This discoverability is enabled by a variety of functions: dimensions of information, such as composer, arrangement, period, are represented by columns in a view. Columns act as filters: a selection on the left acts as a filter on what appears in the right. Information about these dimensions comes from a variety of sources agolomorated against a model of the domain. A selection in any dimension brings up descriptions of that instance. A person can adjust these dimensions to suit their interest. Someone who just wants to find piano music can arrange the columns so that Arrangement is the first column.

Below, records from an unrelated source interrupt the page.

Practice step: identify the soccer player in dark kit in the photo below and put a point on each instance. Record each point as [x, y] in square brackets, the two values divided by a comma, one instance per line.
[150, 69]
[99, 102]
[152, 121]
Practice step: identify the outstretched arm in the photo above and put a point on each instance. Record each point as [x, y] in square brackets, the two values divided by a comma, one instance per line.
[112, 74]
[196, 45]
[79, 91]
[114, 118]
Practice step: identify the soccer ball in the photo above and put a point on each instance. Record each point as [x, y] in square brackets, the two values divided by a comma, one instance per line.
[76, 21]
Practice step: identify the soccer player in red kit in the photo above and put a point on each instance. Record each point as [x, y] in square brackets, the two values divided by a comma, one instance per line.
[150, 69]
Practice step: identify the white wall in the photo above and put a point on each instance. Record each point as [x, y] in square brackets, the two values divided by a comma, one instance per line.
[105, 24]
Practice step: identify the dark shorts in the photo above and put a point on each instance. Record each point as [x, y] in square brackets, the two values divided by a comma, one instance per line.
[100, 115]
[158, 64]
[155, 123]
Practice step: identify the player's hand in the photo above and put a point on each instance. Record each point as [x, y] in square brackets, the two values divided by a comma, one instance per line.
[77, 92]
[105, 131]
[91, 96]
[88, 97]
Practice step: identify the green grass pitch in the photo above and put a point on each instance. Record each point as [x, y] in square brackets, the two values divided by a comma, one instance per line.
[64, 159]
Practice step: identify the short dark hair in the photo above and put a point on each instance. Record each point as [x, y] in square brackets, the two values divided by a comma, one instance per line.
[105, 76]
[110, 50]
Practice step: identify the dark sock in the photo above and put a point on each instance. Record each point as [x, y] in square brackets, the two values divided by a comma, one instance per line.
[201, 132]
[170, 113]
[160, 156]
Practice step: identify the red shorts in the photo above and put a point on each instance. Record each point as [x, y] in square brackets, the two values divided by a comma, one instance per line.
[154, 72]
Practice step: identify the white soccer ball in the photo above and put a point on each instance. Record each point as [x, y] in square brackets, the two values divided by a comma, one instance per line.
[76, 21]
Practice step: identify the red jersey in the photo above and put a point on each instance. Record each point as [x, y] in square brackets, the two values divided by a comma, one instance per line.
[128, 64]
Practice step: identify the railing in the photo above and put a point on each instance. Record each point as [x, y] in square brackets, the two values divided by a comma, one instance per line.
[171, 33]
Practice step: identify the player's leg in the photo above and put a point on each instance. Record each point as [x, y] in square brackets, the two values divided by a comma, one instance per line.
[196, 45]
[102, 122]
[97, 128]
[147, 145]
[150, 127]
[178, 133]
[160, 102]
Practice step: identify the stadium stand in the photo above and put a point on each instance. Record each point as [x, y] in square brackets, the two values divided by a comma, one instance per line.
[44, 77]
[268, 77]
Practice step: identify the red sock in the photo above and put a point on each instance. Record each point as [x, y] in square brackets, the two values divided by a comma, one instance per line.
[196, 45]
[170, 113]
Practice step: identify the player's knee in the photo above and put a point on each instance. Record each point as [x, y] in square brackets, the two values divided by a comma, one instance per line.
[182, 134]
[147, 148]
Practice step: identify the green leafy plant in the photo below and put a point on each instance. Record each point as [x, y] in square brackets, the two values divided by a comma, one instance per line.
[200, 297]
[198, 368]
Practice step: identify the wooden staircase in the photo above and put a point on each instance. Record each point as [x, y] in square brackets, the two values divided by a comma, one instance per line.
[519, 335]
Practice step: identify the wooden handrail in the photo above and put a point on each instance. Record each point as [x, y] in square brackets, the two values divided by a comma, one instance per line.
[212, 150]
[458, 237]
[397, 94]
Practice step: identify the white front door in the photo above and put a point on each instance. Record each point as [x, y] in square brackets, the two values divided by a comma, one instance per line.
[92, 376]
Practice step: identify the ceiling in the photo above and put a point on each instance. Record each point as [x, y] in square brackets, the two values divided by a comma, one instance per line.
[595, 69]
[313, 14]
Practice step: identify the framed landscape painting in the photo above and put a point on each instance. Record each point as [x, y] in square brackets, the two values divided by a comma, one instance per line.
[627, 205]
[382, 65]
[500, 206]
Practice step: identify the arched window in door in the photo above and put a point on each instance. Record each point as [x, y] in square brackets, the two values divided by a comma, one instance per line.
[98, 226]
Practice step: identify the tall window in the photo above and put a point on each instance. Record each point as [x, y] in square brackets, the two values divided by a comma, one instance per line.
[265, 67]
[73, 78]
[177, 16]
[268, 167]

Most critically, text does very little for helping people without musicological knowledge assess music content. Thus, music as information/exploration criteria is made available at each stage of the exploration. Something we call a Preview Cue is associated with each instance in a column. The cue provides rapid access to samples of music in that area of the domain like sonatas or baroque so that users can make assessments of their search interests quickly and easily. There is an Interests area where things of interest can be saved for reference. That the Semantic Web powers this service is invisible to the user. Where this example goes beyond on-line music explorers and into what makes the Semantic Web interesting is that the browser automatically associates information from different sources about the music in the explorer with the music ? choosing ?period: baroque? yields a description of that selection.  Critically, the UI makes it easy for people to see and explore the relationships of one part of a domain with another. This is an alternative form of search from the Web familiar keyword search.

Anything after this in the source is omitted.